ZFIN ID: ZDB-PUB-160529-8
Hepcidin inhibition on the effect of osteogenesis in zebrafish
Jiang, Y., Yan, Y., Wang, X., Zhu, G., Xu, Y.J.
Date: 2016
Source: Biochemical and Biophysical Research Communications 476(1): 1-6 (Journal)
Registered Authors: Yan, Yi-Lin
Keywords: Hepcidin, Iron overload, Morpholino, Zebrafish
MeSH Terms: Amino Acid Sequence; Animals; Bone and Bones/metabolism; Bone and Bones/pathology; Down-Regulation (all 25) expand
PubMed: 27233600 Full text @ Biochem. Biophys. Res. Commun.

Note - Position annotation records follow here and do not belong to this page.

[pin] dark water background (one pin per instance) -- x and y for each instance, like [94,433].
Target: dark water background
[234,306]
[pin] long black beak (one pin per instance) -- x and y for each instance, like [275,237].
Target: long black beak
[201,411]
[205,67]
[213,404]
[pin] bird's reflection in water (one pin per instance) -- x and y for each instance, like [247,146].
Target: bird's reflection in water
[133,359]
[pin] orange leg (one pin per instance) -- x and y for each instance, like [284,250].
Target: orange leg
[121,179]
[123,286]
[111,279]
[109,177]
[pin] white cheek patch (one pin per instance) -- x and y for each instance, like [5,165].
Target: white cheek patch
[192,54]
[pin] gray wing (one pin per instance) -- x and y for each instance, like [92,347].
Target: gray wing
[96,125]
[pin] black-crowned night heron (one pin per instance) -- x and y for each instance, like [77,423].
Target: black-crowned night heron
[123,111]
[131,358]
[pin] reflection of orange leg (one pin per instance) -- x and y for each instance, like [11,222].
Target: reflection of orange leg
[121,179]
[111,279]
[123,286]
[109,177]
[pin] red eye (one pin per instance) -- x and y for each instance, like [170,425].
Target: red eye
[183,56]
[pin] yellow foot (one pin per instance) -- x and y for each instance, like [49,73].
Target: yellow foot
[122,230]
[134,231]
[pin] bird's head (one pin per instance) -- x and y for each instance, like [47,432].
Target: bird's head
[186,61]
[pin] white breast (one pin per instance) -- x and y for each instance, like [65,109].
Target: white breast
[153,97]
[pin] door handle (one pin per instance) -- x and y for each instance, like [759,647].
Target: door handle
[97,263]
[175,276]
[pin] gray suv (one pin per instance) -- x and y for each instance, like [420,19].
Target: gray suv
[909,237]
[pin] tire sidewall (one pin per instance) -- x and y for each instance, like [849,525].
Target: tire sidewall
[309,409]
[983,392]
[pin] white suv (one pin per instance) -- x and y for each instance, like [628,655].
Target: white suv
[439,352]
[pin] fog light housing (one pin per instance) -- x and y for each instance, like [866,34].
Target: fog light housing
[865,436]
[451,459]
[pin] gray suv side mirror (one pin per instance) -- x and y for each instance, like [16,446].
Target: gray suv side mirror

FIGURES   (current status)
Iron overload, as a risk factor for osteoporosis, can result in the up-regulation of Hepcidin, and Hepcidin knockout mice display defects in their bone microarchitecture. However, the molecular and genetic mechanisms underlying Hepcidin deficiency-derived bone loss remain unclear. Here, we show that hepcidin knockdown in zebrafish using morpholinos leads to iron overload. Furthermore, a mineralization delay is observed in osteoblast cells in hepcidin morphants, and these defects could be partially restored with microinjection of hepcidin mRNA. Quantitative real-time PCR analyses revealed the osteoblast-specific genes alp, runx2a, runx2b, and sp7 in morphants are down-regulated. Furthermore, we confirmed qRT-PCR results by in situ hybridization and found down-regulated genes related to osteoblast function in hepcidin morphants. Most importantly, we revealed that hepcidin was capable of removing whole-body iron which facilitated larval recovery from the reductions in bone formation and osteogenesis induced by iron overload.